Ces dispositions sont applicables en l'espèce, compte tenu de la date de la rupture brutale alléguée, antérieure au 25 avril 2019, date de publication de l'ordonnance n° 2019-359 du 24 avril 2019 portant refonte du titre IV du livre IV du Code de commerce dont l'article 2 les remplace par les dispositions de l'article L. 442-1 II du même Code.
Il n'est pas en débat que les relations contractuelles que la société CCM entretenaient avec la société CLDC depuis 2004 prévoyaient des délais de paiement des factures à 60 jours dont celles-ci font état (pièce 2 CCM). La société CLDC reconnaît d'ailleurs expressément dans son courriel du 5 décembre 2014 un délai de paiement de 60 jours fin de mois pour ses commandes hebdomadaires d'Intermarché pour le vin permanent Moulin de Citran 2007 (pièce 4 CCM).
En revanche, la société CCM conteste un accord de règlement plus favorable, à 6 ou 8 mois à compter de la livraison, invoqué par la société CLDC pour justifier la brutalité alléguée de la rupture.

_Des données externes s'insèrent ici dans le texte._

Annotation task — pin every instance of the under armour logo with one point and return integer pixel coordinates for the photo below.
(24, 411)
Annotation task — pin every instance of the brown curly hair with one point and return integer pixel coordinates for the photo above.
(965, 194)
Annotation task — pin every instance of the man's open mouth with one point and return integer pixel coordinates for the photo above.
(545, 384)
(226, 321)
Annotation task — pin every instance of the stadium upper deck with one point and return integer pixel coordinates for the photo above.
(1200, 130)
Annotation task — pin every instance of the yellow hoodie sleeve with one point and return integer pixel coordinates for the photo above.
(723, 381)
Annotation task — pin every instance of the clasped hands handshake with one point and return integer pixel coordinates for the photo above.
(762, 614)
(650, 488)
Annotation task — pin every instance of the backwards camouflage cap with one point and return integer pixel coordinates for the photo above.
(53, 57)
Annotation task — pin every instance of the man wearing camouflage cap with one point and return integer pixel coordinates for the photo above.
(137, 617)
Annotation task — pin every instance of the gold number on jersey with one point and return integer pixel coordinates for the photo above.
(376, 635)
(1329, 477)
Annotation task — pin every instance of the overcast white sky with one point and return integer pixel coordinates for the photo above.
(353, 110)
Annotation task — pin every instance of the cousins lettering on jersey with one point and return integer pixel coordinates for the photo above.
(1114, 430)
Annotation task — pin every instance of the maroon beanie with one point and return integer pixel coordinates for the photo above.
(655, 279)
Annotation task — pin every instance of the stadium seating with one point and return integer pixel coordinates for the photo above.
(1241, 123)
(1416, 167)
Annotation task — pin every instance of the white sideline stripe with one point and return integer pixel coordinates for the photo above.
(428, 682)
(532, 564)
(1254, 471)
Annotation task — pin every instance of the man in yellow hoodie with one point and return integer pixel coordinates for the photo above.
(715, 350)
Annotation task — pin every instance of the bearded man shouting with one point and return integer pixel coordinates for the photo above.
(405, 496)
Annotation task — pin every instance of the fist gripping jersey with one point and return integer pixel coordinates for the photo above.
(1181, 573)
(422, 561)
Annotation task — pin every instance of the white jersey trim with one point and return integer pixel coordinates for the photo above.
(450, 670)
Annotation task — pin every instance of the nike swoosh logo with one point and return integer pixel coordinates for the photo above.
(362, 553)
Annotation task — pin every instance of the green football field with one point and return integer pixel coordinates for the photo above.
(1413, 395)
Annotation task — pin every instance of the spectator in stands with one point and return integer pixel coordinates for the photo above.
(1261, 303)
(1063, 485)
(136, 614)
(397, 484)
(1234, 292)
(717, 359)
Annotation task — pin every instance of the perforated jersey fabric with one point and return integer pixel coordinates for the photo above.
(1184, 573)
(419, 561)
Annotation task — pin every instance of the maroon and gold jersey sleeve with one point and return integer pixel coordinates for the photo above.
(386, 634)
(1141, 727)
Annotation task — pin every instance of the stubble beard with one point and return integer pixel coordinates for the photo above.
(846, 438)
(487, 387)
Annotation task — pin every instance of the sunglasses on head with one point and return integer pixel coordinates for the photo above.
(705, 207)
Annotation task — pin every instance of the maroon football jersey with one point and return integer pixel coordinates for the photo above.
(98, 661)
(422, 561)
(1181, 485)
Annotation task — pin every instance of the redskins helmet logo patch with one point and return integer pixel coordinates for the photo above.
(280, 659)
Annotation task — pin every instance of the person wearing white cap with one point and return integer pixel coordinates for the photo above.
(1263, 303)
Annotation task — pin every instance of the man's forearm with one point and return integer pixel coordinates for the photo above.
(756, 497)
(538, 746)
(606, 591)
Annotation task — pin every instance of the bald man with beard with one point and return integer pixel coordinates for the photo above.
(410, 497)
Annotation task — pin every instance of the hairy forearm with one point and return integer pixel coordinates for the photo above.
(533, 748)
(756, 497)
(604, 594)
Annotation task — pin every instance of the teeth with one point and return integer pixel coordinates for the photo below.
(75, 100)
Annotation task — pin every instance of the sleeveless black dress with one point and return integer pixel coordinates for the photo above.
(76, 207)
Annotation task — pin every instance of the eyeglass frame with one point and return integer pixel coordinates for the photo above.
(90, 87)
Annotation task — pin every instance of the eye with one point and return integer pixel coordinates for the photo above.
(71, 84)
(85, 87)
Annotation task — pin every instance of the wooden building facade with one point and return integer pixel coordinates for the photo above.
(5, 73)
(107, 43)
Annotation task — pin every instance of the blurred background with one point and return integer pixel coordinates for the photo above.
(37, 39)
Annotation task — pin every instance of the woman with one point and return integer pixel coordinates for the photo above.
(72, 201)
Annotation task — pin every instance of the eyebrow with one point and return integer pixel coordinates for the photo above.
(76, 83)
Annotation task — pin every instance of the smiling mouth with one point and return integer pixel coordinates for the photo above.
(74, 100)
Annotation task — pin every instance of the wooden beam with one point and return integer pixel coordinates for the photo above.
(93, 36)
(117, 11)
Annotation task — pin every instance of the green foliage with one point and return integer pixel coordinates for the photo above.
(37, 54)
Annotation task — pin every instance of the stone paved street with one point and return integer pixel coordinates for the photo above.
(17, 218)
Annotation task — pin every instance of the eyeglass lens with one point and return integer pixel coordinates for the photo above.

Cependant, ni le grand livre comptable depuis 2005 ni l'attestation de M. Y (pièce 11-20 et 2 CDLC) ne suffisent à établir l'accord de la société CCM pour un tel délai de règlement :
- l'attestation de M. Y se borne à se féliciter de la qualité des relations commerciales entretenues avec la société CLDC lui ayant permis d'obtenir un référencement permanent chez Intermarché, qui plus est sur ses seconds vins ce qu'il estime rare,
- le grand livre comptable 2005-2014 établit seulement les retards récurrents de paiement, parfois importants, de la société CLDC tels que mis en évidence par le récapitulatif réalisé par la société CCM en pages 9 à 13 de ses conclusions.
Ainsi, le refus de livraison de 3 600 bouteilles opposé en décembre 2014 par la société CCM à la société CLDC, cette livraison étant conditionnée au paiement des sommes dues par ce négociant soit 269 547,67 euros au 2 décembre 2014, était légitime. Un tel retard de paiement, dans un contexte de retards récurrents alors même, ce qui n'est pas contesté, que la société CLDC avait elle-même été réglée par ses propres clients, constitue un manquement contractuel grave pour la société CCM qui conteste à sa cliente cette facilité de trésorerie qu'elle s'est octroyée à ses dépens.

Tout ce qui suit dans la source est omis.